As part of its spending spree, DFID likes to hand out cash like sweets. DFID has invested £248 million in the Asia Development Bank and £56 million in the Caribbean Development Bank.
It has also invested millions into another off-shoot of the UN and World Bank – the failing Climate Investment Fund.
DFID likes to boast about being a major operator in yet another UN operation which channels its hysterical and over inflated response to climate change – the Green Climate Fund:
‘We have provided millions of those without electricity with access to clean energy, as well as supporting sustainable inclusive economic growth by creating tens of thousands of new jobs and helping women and young people access these. DFID has also played a leading role in shaping the international climate finance architecture, including operationalisation of the Green Climate Fund, the major new multilateral vehicle to scale up public and private financing in supporting low carbon climate-resilient growth in developing countries’
It has also spent £14 million on a climate change programme in Indonesia during the 2015-2016 financial year. In this same year the Government announced that the UK would increase its climate change spending by 50 per cent – setting aside at least £5.8 billion for this scheme.

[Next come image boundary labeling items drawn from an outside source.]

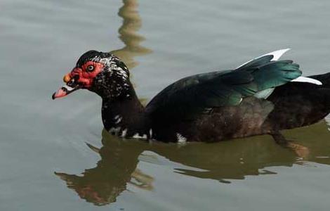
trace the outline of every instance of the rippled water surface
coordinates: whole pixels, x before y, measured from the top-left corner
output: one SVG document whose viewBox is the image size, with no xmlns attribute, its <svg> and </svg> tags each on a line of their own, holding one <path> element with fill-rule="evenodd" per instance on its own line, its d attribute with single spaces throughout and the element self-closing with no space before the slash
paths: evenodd
<svg viewBox="0 0 330 211">
<path fill-rule="evenodd" d="M 112 51 L 147 102 L 184 76 L 290 47 L 330 71 L 329 1 L 0 2 L 1 210 L 329 210 L 326 120 L 268 136 L 186 145 L 103 131 L 100 98 L 52 101 L 84 51 Z M 86 144 L 87 143 L 87 144 Z"/>
</svg>

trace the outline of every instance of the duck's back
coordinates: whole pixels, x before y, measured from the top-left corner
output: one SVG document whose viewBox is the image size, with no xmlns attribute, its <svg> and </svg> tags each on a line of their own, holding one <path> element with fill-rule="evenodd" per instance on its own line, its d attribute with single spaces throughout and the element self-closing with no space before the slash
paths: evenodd
<svg viewBox="0 0 330 211">
<path fill-rule="evenodd" d="M 146 107 L 153 138 L 213 141 L 264 133 L 260 125 L 273 106 L 256 96 L 301 75 L 291 60 L 273 58 L 265 55 L 233 70 L 194 75 L 171 84 Z"/>
</svg>

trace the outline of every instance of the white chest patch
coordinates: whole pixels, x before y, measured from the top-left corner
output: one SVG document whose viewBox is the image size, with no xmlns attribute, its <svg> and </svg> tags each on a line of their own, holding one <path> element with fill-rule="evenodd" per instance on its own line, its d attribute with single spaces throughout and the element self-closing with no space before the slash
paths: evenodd
<svg viewBox="0 0 330 211">
<path fill-rule="evenodd" d="M 132 138 L 133 139 L 147 139 L 147 134 L 143 134 L 143 136 L 140 136 L 138 133 L 135 134 Z"/>
</svg>

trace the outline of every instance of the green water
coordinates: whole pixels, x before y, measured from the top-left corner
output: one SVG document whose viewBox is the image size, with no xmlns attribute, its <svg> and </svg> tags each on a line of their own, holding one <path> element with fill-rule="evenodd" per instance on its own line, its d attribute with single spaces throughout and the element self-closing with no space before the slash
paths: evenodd
<svg viewBox="0 0 330 211">
<path fill-rule="evenodd" d="M 296 151 L 268 136 L 145 143 L 103 131 L 95 94 L 51 96 L 89 49 L 121 57 L 145 103 L 184 76 L 283 48 L 305 75 L 329 72 L 329 9 L 327 1 L 1 1 L 0 210 L 329 210 L 326 120 L 285 132 Z"/>
</svg>

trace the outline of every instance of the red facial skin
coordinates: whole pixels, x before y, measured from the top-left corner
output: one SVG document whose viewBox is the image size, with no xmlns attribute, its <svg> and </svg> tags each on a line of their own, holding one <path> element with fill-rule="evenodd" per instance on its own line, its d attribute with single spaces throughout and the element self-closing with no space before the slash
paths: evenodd
<svg viewBox="0 0 330 211">
<path fill-rule="evenodd" d="M 90 65 L 93 65 L 94 67 L 94 69 L 91 71 L 88 70 L 88 66 Z M 78 79 L 74 81 L 74 83 L 81 84 L 82 85 L 82 87 L 80 87 L 81 88 L 89 89 L 93 84 L 94 78 L 103 70 L 103 68 L 104 65 L 101 63 L 88 61 L 81 68 L 75 68 L 72 70 L 72 71 L 71 71 L 71 72 L 65 75 L 63 81 L 65 83 L 68 83 L 72 78 L 74 77 L 74 76 L 79 75 Z M 64 97 L 72 91 L 77 89 L 76 89 L 72 91 L 68 92 L 66 89 L 63 89 L 63 87 L 60 88 L 57 92 L 53 94 L 53 99 Z"/>
<path fill-rule="evenodd" d="M 88 67 L 89 65 L 94 66 L 93 71 L 88 71 Z M 84 88 L 88 89 L 92 86 L 93 81 L 96 75 L 103 70 L 104 65 L 101 63 L 97 63 L 93 61 L 88 61 L 84 63 L 81 68 L 75 68 L 69 73 L 71 78 L 75 75 L 79 75 L 79 79 L 77 82 L 81 83 L 84 85 Z"/>
</svg>

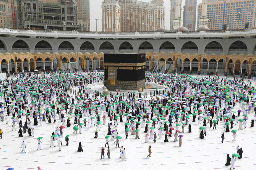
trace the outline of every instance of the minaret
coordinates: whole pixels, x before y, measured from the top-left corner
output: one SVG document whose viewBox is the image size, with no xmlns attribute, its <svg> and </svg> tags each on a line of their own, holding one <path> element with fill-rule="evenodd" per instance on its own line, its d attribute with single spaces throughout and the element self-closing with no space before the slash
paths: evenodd
<svg viewBox="0 0 256 170">
<path fill-rule="evenodd" d="M 172 21 L 173 22 L 173 29 L 177 29 L 182 26 L 182 20 L 181 19 L 181 0 L 176 0 L 175 1 L 175 19 Z"/>
<path fill-rule="evenodd" d="M 204 27 L 208 26 L 208 21 L 207 19 L 207 0 L 202 1 L 202 15 L 199 20 L 199 27 L 203 26 Z"/>
</svg>

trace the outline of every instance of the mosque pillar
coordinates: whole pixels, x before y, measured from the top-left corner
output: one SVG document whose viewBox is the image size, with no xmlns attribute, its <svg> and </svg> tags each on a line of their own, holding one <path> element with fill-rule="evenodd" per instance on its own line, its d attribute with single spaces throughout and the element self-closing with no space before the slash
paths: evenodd
<svg viewBox="0 0 256 170">
<path fill-rule="evenodd" d="M 250 64 L 249 65 L 249 70 L 248 71 L 248 79 L 251 79 L 251 67 L 252 66 L 252 63 Z"/>
<path fill-rule="evenodd" d="M 17 62 L 16 61 L 14 62 L 14 70 L 16 73 L 18 72 L 18 68 L 17 67 Z"/>
<path fill-rule="evenodd" d="M 228 75 L 228 63 L 225 63 L 225 72 L 224 73 L 224 75 Z"/>
<path fill-rule="evenodd" d="M 30 71 L 30 62 L 28 63 L 28 70 Z"/>
</svg>

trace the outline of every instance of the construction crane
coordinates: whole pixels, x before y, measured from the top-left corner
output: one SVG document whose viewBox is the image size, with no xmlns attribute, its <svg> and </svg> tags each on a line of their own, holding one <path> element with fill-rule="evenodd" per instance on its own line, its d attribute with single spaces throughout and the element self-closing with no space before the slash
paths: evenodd
<svg viewBox="0 0 256 170">
<path fill-rule="evenodd" d="M 13 27 L 16 28 L 16 17 L 15 17 L 15 10 L 14 8 L 14 0 L 11 0 L 11 16 L 12 18 Z"/>
</svg>

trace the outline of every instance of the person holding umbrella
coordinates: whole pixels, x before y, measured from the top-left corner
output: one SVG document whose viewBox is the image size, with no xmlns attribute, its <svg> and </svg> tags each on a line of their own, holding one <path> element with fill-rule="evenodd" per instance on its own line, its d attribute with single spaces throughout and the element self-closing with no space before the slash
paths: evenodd
<svg viewBox="0 0 256 170">
<path fill-rule="evenodd" d="M 147 156 L 147 157 L 151 157 L 151 153 L 152 153 L 152 152 L 151 151 L 151 146 L 149 145 L 149 154 Z"/>
<path fill-rule="evenodd" d="M 235 169 L 235 162 L 237 160 L 236 158 L 234 157 L 234 156 L 232 156 L 231 158 L 231 166 L 229 168 L 229 169 L 231 170 L 232 169 Z"/>
<path fill-rule="evenodd" d="M 25 151 L 25 148 L 26 148 L 26 144 L 25 143 L 25 141 L 23 141 L 23 142 L 21 143 L 21 148 L 22 148 L 22 151 L 26 153 L 26 151 Z"/>
</svg>

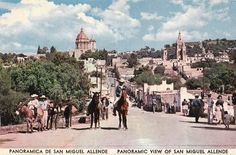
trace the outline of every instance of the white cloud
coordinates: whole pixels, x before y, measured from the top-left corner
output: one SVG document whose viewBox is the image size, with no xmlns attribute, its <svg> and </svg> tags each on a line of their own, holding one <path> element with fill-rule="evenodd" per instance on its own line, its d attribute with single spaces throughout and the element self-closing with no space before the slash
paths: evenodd
<svg viewBox="0 0 236 155">
<path fill-rule="evenodd" d="M 184 12 L 178 12 L 168 21 L 163 23 L 163 29 L 186 29 L 187 27 L 199 28 L 207 24 L 209 12 L 204 6 L 188 7 Z"/>
<path fill-rule="evenodd" d="M 128 0 L 117 0 L 104 11 L 98 8 L 93 10 L 102 22 L 105 23 L 115 36 L 114 41 L 132 38 L 136 35 L 140 22 L 129 15 Z"/>
<path fill-rule="evenodd" d="M 8 2 L 0 2 L 0 8 L 3 8 L 3 9 L 13 9 L 14 7 L 16 6 L 16 4 L 14 3 L 8 3 Z"/>
<path fill-rule="evenodd" d="M 173 3 L 173 4 L 177 4 L 177 5 L 184 5 L 183 0 L 171 0 L 170 2 Z"/>
<path fill-rule="evenodd" d="M 141 12 L 141 18 L 143 20 L 161 20 L 163 16 L 159 16 L 157 13 Z"/>
<path fill-rule="evenodd" d="M 148 26 L 148 31 L 150 32 L 152 30 L 154 30 L 154 26 L 153 25 Z"/>
<path fill-rule="evenodd" d="M 174 1 L 177 4 L 183 4 L 182 1 Z M 144 41 L 175 41 L 178 32 L 181 31 L 186 41 L 196 41 L 209 38 L 208 33 L 204 28 L 212 21 L 223 22 L 229 19 L 228 7 L 216 9 L 207 6 L 204 3 L 198 3 L 194 0 L 193 5 L 183 7 L 183 10 L 177 12 L 164 21 L 158 32 L 151 33 L 150 31 L 143 36 Z"/>
<path fill-rule="evenodd" d="M 105 11 L 97 9 L 99 18 L 88 15 L 94 10 L 88 4 L 22 0 L 0 16 L 0 50 L 36 51 L 38 45 L 69 50 L 81 27 L 89 37 L 111 43 L 134 36 L 140 25 L 129 16 L 126 1 L 114 1 Z"/>
<path fill-rule="evenodd" d="M 179 31 L 160 31 L 144 35 L 144 41 L 174 41 L 177 39 Z M 208 33 L 199 31 L 181 31 L 185 41 L 197 41 L 208 38 Z"/>
<path fill-rule="evenodd" d="M 229 0 L 209 0 L 208 2 L 210 5 L 220 5 L 229 3 Z"/>
</svg>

Millions of pounds of taxpayers’ money is been given away to fight climate change in countries other than the UK. Despite good intentions it is a waste to spend billions in developing countries where conspicuous consumption and corruption is rife. Surely this money would be better spent at home bolstering our flood defences and building more power stations?
On 31 March 2016, DFID’s accumulated investments were valued at over £3,500 million. Although they publish a large report and accounts and give details on their investment procedures it is difficult to dig further into the figures. So we cannot be certain of where DFID’s investments ultimately end up. The lack of transparency is disgraceful.
The opaqueness surrounding DFID’s spending is never ending. Pakistani households can receive free money from us for no other reason than DFID comrades wanting to meet their bonus targets. DFID has also reserved £750 million for Afghanistan – promising to improve healthcare there – despite the fact that our NHS is in dire need of a facelift. This is grossly unfair to our own dispossessed and suffering.
And no wonder Bill Gates recently warned Theresa May not to disband DFID. The UK Government pays the Bill and Melinda Gates Foundation £1 billion to fund research into infectious diseases via the Ross Fund. DFID ‘manages’ this fund together with the Department of Health. I imagine Gates wants his Foundation to continue riding the gravy train emanating from DFID’s headquarters, as our global elite have a habit of doing.
Perhaps our Government should instead inject these billions into cancer research and lifesaving drugs at home, especially since the UK has the worse cancer survival rates in Western Europe?
DFID seems to do nothing else but enrich the nefarious and the opportunistic. It indulges in virtue signalling on an enormous basis. Millions of pounds go unaccounted for and taxpayers’ money is wasted on terrorists and dictators. Every action has a consequence and Britons are missing out on what is rightfully theirs.
Tories should remember that conservatives do not believe in big government. The bigger our Government gets the less say we have in how our taxes are spent. I want to be able to choose which charity I donate to and not have this dictated to me by the bunch of globalists who run DFID. There are so many fabulous grassroots charities out there, devoid of corruption and conspicuous consumption, which are far more deserving of our money than any elitist organisations funded by DFID. May has badly misjudged the mood of the public and I suspect the stupid decision to carry on ring-fencing the DFID budget will cost her at the polls.